Using Evidence: Washing your car with bottled water will indeed work. Your car will end up being clean. But evidence shows that it will take way longer and will be way more expensive. That’s how evidence works. There’s enough of a body of evidence out there showing that rapid re-housing, housing first, and diversion work, are less costly, and are more effective. Sure, you can find the odd study that tries to paint a different picture, but when looking at the breadth of evidence, what works and what doesn’t work becomes pretty clear. So, let’s do more of the stuff that works and stop doing stuff that doesn’t.

Collaboration: Success in ending homelessness is not about the individual organization. It’s about a system of housing and services, across programs and agencies that work together toward one end goal. Sentiments like “my clients”, “my community”, “my agency”, and “my plan” do nothing to build a system prepared to end homelessness. We’ve done this for a long time. It hasn’t worked. If it had worked, then I wouldn’t have a job and thus wouldn’t be writing this. We would have ended homelessness already. So, let’s inject some words into our discussion like “our problem”, “our clients”, “our goal”. Let’s collaborate across agencies and come up with community solutions. Look at it this way, if it still fails, we’re not any worse off than we already have been. If you are really dying for a competition, then let’s see which community can eliminate chronic, veteran, or family homelessness first.

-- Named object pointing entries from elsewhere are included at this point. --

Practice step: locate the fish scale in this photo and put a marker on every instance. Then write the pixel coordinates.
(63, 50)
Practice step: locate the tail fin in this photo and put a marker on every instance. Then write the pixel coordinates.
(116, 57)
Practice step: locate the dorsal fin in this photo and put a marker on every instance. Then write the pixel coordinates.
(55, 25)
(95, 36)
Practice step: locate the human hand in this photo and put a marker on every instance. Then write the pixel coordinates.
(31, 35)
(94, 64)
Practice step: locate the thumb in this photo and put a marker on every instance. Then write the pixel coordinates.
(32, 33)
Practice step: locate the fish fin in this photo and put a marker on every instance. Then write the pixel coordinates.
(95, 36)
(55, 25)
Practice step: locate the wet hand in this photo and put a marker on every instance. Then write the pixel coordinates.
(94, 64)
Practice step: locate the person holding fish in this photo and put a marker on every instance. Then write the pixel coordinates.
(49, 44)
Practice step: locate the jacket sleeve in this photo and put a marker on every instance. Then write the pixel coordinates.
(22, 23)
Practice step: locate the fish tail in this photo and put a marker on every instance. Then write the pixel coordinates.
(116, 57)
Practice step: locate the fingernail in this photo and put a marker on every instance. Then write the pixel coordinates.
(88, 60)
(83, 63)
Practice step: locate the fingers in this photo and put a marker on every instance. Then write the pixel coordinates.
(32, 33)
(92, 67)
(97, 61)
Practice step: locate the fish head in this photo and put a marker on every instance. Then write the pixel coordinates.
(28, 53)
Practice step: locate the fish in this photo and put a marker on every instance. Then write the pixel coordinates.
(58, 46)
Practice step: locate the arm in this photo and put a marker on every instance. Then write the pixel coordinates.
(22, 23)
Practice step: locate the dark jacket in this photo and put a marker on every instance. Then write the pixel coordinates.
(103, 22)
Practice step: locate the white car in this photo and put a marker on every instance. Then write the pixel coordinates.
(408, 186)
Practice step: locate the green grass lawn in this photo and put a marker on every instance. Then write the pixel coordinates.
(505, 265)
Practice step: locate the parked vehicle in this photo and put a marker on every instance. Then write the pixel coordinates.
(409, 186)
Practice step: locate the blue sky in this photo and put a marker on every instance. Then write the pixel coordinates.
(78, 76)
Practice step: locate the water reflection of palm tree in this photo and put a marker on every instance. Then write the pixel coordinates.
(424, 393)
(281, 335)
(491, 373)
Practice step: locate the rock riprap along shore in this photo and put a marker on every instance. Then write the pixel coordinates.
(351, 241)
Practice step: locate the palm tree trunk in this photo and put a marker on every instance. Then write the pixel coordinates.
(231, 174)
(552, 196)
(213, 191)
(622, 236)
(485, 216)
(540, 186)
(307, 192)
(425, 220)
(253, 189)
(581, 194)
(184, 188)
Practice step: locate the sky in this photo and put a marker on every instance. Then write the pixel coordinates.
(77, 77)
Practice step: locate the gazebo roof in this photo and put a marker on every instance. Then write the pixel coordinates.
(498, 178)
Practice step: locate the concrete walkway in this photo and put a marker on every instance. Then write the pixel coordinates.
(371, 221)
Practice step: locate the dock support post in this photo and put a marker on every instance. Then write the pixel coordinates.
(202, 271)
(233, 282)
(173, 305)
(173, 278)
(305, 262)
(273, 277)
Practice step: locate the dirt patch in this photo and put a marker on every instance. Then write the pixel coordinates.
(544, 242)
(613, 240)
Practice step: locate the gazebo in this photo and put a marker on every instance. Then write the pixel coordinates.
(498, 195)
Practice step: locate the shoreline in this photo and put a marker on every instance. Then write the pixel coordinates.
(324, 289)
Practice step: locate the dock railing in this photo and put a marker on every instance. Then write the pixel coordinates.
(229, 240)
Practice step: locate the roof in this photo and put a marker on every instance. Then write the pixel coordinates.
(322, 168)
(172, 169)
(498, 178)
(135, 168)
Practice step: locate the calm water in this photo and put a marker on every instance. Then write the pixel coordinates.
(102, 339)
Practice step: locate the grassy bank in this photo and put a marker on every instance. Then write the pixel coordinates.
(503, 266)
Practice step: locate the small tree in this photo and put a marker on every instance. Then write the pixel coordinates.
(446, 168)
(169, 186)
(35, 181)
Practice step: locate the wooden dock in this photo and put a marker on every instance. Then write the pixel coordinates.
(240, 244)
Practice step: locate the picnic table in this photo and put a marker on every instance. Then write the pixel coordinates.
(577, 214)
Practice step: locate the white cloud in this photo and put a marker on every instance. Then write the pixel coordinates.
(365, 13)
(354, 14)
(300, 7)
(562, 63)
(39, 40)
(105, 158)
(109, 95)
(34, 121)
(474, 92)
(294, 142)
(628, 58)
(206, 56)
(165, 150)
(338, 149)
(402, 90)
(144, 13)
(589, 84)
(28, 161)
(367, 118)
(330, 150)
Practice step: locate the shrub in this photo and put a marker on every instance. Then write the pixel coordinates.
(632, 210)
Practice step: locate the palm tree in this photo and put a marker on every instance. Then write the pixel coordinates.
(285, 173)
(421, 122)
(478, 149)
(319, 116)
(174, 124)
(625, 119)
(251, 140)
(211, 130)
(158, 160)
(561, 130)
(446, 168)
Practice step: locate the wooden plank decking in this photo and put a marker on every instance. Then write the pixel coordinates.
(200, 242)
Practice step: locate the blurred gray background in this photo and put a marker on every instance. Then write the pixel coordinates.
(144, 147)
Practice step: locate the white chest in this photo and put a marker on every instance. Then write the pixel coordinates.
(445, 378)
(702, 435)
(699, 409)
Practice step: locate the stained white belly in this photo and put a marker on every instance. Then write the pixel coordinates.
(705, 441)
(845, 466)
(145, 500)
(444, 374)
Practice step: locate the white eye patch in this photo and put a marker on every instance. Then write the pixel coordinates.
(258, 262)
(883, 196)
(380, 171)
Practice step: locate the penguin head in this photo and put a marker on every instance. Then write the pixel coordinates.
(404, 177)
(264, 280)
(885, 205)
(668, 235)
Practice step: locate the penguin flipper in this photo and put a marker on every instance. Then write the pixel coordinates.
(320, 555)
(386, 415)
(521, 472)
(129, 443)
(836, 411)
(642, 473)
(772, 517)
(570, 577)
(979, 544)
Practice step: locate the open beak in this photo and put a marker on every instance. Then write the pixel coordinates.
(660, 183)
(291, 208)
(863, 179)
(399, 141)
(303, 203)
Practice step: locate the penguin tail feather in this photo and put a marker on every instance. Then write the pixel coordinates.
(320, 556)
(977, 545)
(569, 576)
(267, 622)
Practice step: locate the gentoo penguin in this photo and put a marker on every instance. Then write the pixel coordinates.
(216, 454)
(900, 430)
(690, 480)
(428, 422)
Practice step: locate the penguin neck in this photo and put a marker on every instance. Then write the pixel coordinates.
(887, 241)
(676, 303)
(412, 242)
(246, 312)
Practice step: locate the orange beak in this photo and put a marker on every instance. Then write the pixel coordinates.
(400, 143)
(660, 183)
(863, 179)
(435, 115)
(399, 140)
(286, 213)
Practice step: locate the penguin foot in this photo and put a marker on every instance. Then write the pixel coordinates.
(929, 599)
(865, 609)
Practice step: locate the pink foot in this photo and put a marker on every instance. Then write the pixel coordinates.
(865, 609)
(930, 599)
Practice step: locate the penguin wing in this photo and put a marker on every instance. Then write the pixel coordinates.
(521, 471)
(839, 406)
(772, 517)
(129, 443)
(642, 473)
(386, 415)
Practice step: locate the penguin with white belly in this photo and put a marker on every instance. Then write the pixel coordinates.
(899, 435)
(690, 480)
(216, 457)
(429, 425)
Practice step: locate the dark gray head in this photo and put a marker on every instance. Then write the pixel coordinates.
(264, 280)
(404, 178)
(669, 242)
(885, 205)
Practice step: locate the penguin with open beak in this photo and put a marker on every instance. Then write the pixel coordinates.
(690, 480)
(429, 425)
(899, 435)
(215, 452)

Creating Solutions: It’s cool to disagree on things. Disagreement is communication, versus the sort of passive aggressive silence that embodies the antithesis of communication. But constant denial of factual information makes us all look a little goofy, honestly, and it’s not going to impede us from moving forward. We have no lack of stubborn people around the state (me included) and if we can all get fixed on one general goal (ending homelessness) we can fashion that stubbornness into a cruise missile of effectiveness. So, let’s go ahead and argue and debate, just as long as at the end of the conversation we arrive at a solution. Discussion, argument, re-assessment, and change works. That’s called “a feedback loop”. And we dig feedback loops in all things (other than music concerts, perhaps).

Changing: We have changed with the times and will continue to do so. Like anything that exists over time, we can’t remain static. We try things, learn new things, and rethink others. We respond to the environment, and to the needs that present themselves. It’s not always pretty and well organized, but being dynamic is not usually pretty and well organized. And we strive to be two things more than anything: dynamic and effective.

So, in the end, we are several things on any given day. And believe it or not, we really enjoy that. Particularly, we enjoy traversing the state, working with communities, and talking to people who are experiencing homelessness and the people who are trying to end it. But, we are ever changing and will be whatever ending homelessness and the prevalent evidence dictates we need to be until homelessness is a thing of the past.